The beetle’s exoskeleton was cracked in three spots, worse even than his wasp. A few grenade strikes would have grounded the I.C.E.
That settled it. Emma
wasn’t
going on this bombing run.
“No one else is dying today,” Ethan announced. “Here’s what we have to do. First, Emma, set Big Blue’s autopilot to keep this course. Next, I want you to override the cockpit door and force it open. Madison, Lee, you get ready to catch her when she falls out.
“What?” Emma cried. “I’m not abandoning ship! I’ll finish what I started.”
“I’ll guide the beetle to the target,” Ethan told her. “You’re right. The beetle won’t survive the blast, but that doesn’t mean
you
have to die along with her.”
“Well, I’m not going to let you die for me,” she protested.
“Listen, Em. I have a—”
“A plan?” she said. “I just bet you do. But I’m not an idiot. Even one of your plans won’t change the facts.”
“I don’t have to,” Ethan said. “I’ll be guiding the beetle in with my command override. I’ll have her on a long tether, so I’ll be able to break and outrun the explosion. I’ve done it once before with an even shorter head start. I can do it. Just believe in me.”
There was a long pause. The radio crackled with static.
The four Resister I.C.E.s jetted toward the beanstalk. The structure had grown so it filled half the forward viewscreen.
They were running out of time.
“And if I don’t go along with your latest, greatest plan?” Emma asked sarcastically.
“I’ll use my command authority,” he said, “override the beetle’s controls, spring the cockpit hatch, and eject you myself.”
“You would,” Emma muttered. “Fine. But if you get yourself killed … I’ll murder you, Ethan Blackwood.”
Ethan smiled. His sister would never change.
“Madison, Lee,” he ordered, “take up position.”
The dragonfly and housefly let go of the beetle’s back, dropped fifty feet, and hovered to port and starboard under the beetle.
“And please, don’t miss,” Emma said.
“
No way
that’s happening,” Madison replied.
“Okay,” Emma breathed. “Ready … set …”
The beetle’s underbelly cracked and hissed. The wind caught the slightly ajar hatch and whipped it wide open.
There was a spray of cockpit acceleration gel and Emma fell—struggling, swimming, and tumbling through the air—and then Madison’s dragonfly daintily snatched her.
The emerald I.C.E. arced up and away from Ethan and the beetle. Lee followed on her port wingtip as escort.

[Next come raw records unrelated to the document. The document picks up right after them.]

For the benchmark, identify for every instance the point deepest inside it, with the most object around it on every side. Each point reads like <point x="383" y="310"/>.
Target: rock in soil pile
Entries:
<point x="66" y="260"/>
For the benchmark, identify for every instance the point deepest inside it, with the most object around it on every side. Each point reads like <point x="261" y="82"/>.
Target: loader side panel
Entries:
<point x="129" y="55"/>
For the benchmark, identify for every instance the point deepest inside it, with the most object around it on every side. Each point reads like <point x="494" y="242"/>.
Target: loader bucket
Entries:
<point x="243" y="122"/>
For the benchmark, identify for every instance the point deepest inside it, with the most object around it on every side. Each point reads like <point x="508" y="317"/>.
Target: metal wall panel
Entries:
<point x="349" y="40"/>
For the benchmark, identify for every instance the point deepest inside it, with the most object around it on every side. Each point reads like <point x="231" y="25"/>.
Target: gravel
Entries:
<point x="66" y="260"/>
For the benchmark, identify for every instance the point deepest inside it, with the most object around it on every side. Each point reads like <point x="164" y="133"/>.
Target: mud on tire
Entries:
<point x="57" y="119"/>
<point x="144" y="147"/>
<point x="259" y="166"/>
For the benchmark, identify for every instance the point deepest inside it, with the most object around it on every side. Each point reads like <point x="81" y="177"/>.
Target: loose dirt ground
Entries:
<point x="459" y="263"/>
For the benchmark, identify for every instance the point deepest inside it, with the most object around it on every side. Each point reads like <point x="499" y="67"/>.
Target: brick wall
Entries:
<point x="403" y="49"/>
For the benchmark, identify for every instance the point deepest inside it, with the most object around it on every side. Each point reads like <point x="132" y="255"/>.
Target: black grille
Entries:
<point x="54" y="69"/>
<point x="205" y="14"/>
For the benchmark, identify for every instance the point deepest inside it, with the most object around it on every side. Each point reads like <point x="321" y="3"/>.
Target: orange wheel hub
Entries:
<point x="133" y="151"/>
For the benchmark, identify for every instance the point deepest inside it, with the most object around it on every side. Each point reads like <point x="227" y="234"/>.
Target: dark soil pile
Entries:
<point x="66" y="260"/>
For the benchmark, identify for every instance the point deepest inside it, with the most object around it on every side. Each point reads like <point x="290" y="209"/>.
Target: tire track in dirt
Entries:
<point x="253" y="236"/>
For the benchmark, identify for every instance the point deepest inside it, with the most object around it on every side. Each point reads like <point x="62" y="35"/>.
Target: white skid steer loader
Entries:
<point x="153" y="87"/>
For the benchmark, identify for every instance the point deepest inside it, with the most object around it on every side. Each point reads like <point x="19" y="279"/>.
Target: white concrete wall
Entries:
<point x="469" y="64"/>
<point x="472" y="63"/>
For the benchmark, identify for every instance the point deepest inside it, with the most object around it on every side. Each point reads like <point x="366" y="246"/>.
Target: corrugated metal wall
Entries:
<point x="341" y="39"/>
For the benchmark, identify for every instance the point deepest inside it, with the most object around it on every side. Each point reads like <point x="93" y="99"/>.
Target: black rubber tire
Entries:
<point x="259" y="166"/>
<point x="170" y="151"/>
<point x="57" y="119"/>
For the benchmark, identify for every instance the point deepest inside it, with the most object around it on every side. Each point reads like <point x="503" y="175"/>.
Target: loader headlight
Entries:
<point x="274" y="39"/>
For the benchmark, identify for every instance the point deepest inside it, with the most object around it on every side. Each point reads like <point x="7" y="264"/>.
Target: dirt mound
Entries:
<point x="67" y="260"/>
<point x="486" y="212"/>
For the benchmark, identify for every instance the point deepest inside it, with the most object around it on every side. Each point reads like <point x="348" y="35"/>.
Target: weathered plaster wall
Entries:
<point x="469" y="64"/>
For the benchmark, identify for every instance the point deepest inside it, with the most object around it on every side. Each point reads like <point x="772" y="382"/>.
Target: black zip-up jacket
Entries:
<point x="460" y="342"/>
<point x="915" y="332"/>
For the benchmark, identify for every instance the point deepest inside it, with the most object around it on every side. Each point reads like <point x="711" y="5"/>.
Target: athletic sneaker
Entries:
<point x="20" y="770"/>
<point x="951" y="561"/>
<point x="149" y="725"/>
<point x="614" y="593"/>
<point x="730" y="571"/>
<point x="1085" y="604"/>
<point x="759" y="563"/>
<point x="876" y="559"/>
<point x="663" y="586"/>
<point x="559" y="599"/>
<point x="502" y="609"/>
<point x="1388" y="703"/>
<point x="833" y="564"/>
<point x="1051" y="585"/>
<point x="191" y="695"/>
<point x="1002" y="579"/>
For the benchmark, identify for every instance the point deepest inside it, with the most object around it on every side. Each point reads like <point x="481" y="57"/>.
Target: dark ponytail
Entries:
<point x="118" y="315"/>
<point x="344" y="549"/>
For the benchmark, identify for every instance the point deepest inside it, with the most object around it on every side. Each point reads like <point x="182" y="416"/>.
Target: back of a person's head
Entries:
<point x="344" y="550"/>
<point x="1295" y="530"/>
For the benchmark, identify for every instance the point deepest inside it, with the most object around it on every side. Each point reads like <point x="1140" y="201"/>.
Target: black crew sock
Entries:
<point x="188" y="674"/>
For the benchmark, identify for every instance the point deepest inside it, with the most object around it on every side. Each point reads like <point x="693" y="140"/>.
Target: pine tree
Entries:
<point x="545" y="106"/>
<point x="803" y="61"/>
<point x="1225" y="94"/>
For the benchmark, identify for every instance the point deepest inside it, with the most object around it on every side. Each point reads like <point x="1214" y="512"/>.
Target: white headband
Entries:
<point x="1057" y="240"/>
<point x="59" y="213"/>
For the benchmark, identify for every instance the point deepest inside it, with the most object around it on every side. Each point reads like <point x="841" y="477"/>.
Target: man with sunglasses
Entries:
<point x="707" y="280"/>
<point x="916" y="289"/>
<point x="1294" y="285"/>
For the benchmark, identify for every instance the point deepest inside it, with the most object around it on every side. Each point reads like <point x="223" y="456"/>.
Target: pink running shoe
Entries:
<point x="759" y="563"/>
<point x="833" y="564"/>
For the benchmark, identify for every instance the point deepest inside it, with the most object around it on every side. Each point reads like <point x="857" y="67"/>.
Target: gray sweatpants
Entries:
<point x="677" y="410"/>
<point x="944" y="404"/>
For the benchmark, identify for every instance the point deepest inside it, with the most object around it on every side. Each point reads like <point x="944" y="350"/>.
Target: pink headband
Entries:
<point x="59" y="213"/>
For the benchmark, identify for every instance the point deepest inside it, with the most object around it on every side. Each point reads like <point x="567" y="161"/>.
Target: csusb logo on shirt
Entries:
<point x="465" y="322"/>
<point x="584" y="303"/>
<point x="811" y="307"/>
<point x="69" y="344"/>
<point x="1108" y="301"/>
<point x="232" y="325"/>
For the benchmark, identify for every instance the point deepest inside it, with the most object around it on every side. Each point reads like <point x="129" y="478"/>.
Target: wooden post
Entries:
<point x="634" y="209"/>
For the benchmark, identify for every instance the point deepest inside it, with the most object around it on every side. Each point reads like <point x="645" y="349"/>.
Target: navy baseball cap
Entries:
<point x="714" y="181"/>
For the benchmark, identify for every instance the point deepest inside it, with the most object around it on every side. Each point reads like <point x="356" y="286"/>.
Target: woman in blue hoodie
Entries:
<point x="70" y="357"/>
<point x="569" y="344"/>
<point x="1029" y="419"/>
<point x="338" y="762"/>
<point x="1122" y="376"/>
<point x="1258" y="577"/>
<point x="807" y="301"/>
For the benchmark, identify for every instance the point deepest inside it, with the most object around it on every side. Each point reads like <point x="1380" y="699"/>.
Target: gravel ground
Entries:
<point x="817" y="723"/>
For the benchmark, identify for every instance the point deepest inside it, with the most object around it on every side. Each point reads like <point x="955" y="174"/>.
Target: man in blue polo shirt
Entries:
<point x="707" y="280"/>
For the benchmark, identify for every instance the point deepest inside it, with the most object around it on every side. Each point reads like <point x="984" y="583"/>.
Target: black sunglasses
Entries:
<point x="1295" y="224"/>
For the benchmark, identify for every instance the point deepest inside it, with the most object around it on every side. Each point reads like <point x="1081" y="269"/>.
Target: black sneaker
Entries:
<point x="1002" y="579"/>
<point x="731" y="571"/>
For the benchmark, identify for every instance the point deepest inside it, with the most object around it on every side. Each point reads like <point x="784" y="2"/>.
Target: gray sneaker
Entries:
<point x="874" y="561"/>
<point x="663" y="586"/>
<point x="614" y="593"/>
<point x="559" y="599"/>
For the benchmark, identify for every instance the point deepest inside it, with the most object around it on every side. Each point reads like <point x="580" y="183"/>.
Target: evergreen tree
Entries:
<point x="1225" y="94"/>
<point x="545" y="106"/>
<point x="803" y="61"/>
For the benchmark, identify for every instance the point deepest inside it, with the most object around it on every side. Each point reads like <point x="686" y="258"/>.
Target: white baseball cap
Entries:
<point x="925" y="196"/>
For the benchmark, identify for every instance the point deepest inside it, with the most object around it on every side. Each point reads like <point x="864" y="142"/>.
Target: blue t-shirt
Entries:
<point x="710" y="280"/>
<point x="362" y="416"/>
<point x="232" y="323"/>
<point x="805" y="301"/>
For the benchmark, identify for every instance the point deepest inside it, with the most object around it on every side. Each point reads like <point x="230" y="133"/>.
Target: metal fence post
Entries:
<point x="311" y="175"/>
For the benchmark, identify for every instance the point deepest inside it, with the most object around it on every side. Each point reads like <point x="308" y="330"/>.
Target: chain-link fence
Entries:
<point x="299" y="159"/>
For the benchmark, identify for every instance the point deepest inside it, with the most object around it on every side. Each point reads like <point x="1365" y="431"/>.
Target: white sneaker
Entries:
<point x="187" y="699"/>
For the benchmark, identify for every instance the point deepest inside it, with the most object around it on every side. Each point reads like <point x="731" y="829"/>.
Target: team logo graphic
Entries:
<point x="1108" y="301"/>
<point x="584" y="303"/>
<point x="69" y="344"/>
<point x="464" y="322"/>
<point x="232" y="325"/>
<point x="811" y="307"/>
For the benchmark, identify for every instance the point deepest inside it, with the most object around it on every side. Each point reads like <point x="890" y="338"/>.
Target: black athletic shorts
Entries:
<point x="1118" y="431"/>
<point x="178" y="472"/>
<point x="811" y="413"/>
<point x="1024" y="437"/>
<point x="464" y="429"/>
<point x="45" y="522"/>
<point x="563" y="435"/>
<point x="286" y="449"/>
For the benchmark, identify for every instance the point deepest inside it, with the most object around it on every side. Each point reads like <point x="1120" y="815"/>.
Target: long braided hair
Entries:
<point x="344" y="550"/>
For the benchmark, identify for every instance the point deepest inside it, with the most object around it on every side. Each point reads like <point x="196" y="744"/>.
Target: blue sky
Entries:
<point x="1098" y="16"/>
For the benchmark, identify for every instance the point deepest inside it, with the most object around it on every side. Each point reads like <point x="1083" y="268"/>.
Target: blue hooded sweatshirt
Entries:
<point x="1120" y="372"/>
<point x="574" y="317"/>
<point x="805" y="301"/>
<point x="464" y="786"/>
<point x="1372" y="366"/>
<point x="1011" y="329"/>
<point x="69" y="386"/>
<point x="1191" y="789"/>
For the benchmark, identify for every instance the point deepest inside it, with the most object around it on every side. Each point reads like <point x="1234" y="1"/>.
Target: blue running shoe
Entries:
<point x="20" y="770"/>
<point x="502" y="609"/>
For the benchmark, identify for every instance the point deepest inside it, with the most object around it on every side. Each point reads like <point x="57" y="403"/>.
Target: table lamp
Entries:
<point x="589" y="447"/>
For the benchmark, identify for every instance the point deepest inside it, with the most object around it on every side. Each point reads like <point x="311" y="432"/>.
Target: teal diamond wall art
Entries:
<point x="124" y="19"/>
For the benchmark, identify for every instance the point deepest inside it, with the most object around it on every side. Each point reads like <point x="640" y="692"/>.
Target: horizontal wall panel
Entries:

“I just wanted to tell you …,” Madison started, then stopped herself from saying more. “I mean,” she went on, “good luck and come back in one piece, Ethan. Please.”
“I will,” he said.
But Ethan had a funny feeling that he’d just lied to her.
He checked his command override and linked to the beetle. There. He had it. It’d be easy to fly the I.C.E. remotely.
What he hadn’t told Emma or the others was that his command override was meant only for basic flight functions, not the fine motor control needed to move her legs and cleanly release all three bombs at once.
For that he had to use his mind.
He’d commanded his wasp before at a distance. He was sure he could do the same with Felix’s rhinoceros beetle.
He reached out with his thoughts and felt the beetle’s slow, sluggish insect brain pulsing. While it recognized Ethan and his command authority, it also pushed back, expecting and wanting its own pilot, Felix.